Vim3 NPU work time

Hola!
Previously thank you very much for your help with yolov8n and custom dataset, but here I found a new problem.
The inference of Vim3 Pro on Yolov8n takes 0.06sec (on my data it’s 0.04sec) and wow! that’s fast!
But the leftover process of working with data takes 0.338 - 0.06 = 0.278sec

And that’s a lot. When I’m running khadas on my ip cam, he catches only 3 frames per second. And wtf? My OrangePi’s CPU was giving me at least 4 FPS.

Here I have three options:

  1. I’m doing something wrong and Khadas NPU isn’t working (I’m running it on ksnn → your example script + converted weights)
  2. You have the solution how to power it up
  3. It won’t work faster => I’m throwing it in the garbage and move to RP

Waiting for your advice

Hello @Agent_kapo

The issue lies mainly in the bottleneck introduced by post-processing of the outputs, the NPU is definitely in action and doing inference with the model.

Python itself could be attributed to the reason of the slow processing as it’s a single threaded for doing the post process, so this performance drop is platform agnostic.

The KSNN code samples for YOLOv8n is considered as a template for creating an optimized model that will run on the NPU.

There are some ways you can try to improve the efficiency of this post processing.

  • Implementing your own multi-threaded post processing code, a recommendation would be with python multiprocessing lib, optimized python interpreter like pypy, or numba, or even something more experimental like your own OpenCL post processing…

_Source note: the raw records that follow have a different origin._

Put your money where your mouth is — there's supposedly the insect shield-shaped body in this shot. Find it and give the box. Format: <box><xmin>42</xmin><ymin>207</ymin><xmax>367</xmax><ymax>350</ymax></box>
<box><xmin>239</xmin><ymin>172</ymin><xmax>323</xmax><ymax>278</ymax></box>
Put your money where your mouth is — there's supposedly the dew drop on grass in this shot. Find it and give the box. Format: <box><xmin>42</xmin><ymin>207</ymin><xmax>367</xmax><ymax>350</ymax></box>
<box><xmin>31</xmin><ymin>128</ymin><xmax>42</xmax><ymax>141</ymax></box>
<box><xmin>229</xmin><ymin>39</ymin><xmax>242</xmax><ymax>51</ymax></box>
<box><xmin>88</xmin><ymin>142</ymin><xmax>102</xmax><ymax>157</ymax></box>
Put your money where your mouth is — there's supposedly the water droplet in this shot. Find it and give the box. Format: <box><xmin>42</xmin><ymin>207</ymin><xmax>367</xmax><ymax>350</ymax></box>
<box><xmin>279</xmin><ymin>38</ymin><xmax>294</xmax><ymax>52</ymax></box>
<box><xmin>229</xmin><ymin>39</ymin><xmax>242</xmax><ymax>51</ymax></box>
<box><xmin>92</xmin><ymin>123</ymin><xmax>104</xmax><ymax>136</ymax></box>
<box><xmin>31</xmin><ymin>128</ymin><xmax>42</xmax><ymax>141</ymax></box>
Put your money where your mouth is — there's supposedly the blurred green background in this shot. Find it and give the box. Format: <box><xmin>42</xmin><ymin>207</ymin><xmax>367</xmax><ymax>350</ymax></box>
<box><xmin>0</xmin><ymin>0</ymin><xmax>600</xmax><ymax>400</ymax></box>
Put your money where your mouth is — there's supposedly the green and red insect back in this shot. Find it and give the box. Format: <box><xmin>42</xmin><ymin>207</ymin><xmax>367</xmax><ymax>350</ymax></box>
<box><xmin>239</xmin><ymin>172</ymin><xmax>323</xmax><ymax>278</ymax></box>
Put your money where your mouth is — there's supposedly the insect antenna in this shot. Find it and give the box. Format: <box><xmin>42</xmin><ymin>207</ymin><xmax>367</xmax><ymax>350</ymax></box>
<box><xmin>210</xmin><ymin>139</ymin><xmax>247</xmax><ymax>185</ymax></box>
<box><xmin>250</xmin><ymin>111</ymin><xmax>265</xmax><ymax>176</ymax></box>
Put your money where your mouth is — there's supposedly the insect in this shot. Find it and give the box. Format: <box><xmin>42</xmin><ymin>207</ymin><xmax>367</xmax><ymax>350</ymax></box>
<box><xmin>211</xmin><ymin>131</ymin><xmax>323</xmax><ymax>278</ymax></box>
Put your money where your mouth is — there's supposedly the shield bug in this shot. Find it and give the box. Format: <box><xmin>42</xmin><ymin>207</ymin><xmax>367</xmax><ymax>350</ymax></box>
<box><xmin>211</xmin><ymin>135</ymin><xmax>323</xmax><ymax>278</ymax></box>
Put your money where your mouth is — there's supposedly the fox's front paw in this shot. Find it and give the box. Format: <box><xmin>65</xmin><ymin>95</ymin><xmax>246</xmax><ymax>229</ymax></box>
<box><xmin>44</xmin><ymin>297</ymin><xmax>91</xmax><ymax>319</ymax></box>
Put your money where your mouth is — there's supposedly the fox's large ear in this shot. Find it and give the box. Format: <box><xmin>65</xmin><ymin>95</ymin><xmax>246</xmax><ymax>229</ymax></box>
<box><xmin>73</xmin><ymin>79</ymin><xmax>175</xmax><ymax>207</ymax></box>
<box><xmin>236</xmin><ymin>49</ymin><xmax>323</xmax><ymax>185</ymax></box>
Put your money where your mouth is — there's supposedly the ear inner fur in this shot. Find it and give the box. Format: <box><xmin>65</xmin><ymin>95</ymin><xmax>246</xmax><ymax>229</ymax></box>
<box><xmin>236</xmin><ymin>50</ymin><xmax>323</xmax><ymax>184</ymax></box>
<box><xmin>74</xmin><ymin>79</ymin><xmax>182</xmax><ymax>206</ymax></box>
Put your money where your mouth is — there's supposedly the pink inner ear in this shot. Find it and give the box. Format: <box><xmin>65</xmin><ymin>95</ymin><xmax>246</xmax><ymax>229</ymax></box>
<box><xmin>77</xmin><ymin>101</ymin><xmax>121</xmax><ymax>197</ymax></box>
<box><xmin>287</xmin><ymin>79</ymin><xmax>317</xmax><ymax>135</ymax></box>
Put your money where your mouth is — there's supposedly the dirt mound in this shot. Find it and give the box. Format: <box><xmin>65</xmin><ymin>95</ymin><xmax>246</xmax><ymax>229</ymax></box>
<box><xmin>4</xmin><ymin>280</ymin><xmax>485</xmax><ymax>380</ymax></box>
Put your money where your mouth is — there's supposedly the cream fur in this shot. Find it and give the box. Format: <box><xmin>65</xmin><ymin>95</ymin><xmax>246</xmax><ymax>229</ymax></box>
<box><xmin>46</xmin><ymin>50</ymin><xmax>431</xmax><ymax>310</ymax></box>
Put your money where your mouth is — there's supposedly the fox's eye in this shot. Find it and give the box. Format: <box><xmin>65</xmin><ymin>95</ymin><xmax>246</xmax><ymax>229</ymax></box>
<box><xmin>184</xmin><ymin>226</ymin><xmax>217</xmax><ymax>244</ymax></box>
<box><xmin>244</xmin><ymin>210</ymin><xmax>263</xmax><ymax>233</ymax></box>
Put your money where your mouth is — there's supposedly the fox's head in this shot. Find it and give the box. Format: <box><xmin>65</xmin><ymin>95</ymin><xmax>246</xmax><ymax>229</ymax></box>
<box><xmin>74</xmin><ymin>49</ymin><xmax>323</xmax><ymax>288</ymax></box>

please note the number of possible ways to do the post processing steps is huge, and we have not gotten to test all of them, but it would be interesting to come up with something innovative.

Happy Holidays

Thank you very much for your advice, actually I already was thinking about numba
I’ll try numba and subprocesses, haven’t worked with OpenCL, but maybe I’ll try

Happy Holidays!

Hello! Were you able to speed it up? The demo’s post processing is too slow for actual use. It is doing slow matrix calculations. I wasn’t able to optimzie it.